Ein Besuch mit seinem Sohn am Spielplatz im Minna-Lachs-Park in Wien-Mariahilf endete im Vorjahr für einen Wiener (40) fast tödlich. Der Vater des Buben wurde von einem psychisch kranken Mann mit einem Messer schwer verletzt. Die Klinge drang dabei zwischen Nasenwurzel und Auge bis ins Gehirn ein – nun war Prozess.
Das Opfer schilderte vor den Geschworenen am Wiener Landl den Angriff, der wie aus dem Nichts kam. An den Folgen leidet der 40-Jährige bis heute. Kopfschmerzen, Krämpfe, ein Knistern im Ohr sowie fehlender Geruchs- und Geschmackssinn sollen auf die Messerattacke zurückzuführen sein.
Der Wiener hatte am 25. August 2025 mit seinem zehnjährigen Sohn Basketball in dem Park gespielt. "Es war ein heißer Sommertag.
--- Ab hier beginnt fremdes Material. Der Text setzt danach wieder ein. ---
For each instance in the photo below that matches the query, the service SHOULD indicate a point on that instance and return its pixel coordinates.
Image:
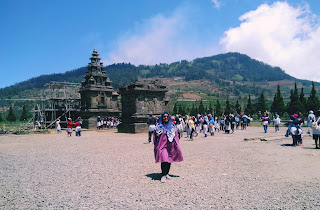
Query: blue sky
(44, 37)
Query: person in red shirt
(78, 127)
(69, 127)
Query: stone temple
(97, 95)
(139, 100)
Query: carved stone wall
(139, 100)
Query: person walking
(265, 122)
(311, 117)
(211, 125)
(78, 127)
(205, 126)
(192, 127)
(295, 130)
(276, 122)
(151, 126)
(316, 129)
(58, 126)
(179, 125)
(166, 145)
(69, 127)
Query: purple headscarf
(170, 128)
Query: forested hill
(218, 69)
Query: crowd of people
(107, 122)
(206, 124)
(168, 130)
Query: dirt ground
(110, 170)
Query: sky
(45, 37)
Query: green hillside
(234, 73)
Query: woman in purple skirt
(166, 144)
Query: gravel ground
(109, 170)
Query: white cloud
(160, 39)
(280, 35)
(216, 3)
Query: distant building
(139, 100)
(98, 98)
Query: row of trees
(298, 103)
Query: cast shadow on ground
(157, 176)
(286, 145)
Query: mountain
(230, 74)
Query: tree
(238, 107)
(278, 103)
(313, 101)
(201, 108)
(261, 104)
(228, 107)
(249, 109)
(11, 117)
(24, 114)
(218, 111)
(294, 104)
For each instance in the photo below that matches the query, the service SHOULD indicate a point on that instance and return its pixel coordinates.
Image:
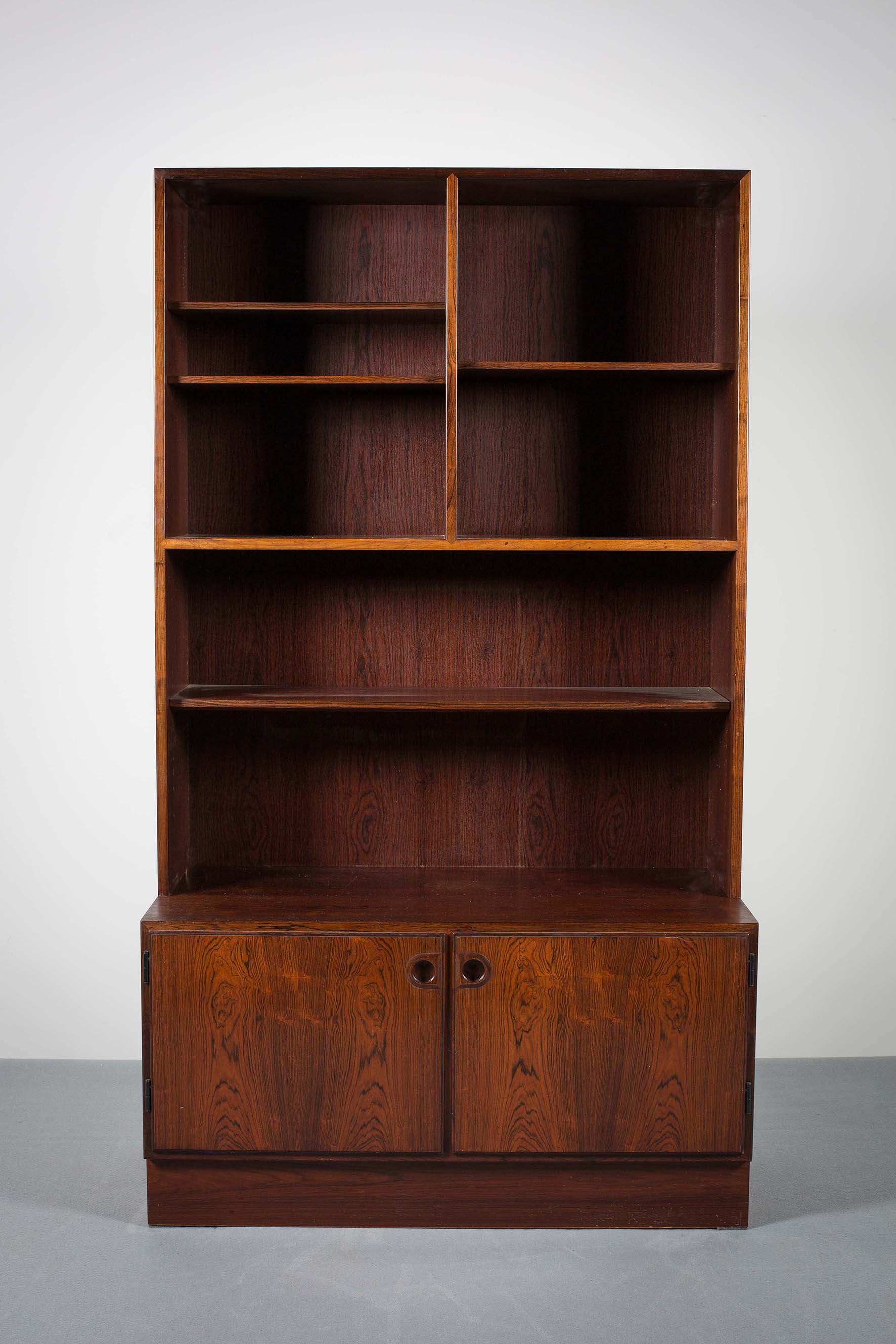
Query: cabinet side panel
(730, 588)
(605, 1045)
Ich war erschöpft, habe mich hingesetzt und kurz auf’s Handy geschaut", so der 40-Jährige. Plötzlich sei der spätere Angreifer aufgetaucht. Laut dem Opfer war der Mann im Grätzl bereits früher aggressiv aufgefallen. Wochen vor der Tat soll er den Familienvater bereits einmal angepöbelt haben. "Das ist mein Bezirk", habe der Angeklagte damals gerufen, dabei provokant seine Fäuste gestreichelt.
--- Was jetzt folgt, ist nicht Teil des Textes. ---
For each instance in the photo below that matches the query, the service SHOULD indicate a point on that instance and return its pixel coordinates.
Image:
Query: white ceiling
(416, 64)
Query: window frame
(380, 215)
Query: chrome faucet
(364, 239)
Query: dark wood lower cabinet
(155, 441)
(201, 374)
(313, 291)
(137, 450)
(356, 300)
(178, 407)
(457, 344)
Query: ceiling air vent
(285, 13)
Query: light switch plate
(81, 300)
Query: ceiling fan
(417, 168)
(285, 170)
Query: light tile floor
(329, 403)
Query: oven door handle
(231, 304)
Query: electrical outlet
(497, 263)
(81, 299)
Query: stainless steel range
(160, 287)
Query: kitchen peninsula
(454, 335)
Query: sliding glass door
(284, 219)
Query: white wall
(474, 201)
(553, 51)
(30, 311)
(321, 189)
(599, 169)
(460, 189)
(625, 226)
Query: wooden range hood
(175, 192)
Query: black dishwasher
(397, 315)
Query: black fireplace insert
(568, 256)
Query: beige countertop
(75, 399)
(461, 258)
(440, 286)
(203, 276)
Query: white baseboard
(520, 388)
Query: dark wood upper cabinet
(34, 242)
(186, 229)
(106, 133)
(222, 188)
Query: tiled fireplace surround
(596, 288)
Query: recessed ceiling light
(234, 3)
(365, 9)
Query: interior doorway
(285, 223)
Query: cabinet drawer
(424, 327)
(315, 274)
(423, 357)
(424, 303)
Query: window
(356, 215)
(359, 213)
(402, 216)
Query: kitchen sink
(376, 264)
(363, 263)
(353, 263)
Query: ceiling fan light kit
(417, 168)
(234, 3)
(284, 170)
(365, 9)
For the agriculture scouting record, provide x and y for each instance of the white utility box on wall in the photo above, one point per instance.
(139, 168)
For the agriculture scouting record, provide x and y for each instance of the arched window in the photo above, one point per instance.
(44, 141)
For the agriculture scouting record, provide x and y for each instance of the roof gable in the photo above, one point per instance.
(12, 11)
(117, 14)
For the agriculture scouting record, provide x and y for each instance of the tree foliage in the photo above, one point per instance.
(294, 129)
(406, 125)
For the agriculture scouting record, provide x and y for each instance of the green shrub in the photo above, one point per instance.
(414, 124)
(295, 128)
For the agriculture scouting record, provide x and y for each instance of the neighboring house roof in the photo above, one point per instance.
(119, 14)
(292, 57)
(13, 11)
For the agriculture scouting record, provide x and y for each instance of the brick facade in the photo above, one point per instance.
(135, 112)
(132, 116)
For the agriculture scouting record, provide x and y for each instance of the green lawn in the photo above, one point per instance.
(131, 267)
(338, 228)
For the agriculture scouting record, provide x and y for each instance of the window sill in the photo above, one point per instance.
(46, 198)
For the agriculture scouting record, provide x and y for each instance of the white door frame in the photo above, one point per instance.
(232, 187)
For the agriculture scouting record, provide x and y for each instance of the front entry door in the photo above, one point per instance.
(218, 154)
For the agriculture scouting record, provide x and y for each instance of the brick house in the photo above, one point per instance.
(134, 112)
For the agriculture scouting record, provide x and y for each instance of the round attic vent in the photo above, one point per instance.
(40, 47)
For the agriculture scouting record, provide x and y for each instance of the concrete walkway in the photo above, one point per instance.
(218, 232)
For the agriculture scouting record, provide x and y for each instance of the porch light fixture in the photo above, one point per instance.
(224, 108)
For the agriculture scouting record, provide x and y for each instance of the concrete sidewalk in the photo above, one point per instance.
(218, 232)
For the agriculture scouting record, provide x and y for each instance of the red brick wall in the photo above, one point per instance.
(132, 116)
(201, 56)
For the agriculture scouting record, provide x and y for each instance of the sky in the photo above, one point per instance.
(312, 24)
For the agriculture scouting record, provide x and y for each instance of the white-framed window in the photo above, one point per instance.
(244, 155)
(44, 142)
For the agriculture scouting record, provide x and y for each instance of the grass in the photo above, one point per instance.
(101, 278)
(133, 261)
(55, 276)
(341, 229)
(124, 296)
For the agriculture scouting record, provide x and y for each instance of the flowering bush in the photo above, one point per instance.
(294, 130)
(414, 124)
Was der Vater des Buben nicht wusste: Der 32-Jährige leidet an paranoider Schizophrenie, ist hochgefährlich. Als der 40-Jährige den Verdächtigen im Park sah, wollte er ein Foto von ihm für die Polizei machen. Die Situation eskalierte. "Ich zeig dir, was ich will", soll der Angeklagte gerufen haben. Danach zog er laut Anklage plötzlich ein Klappmesser und attackierte den 40-Jährigen.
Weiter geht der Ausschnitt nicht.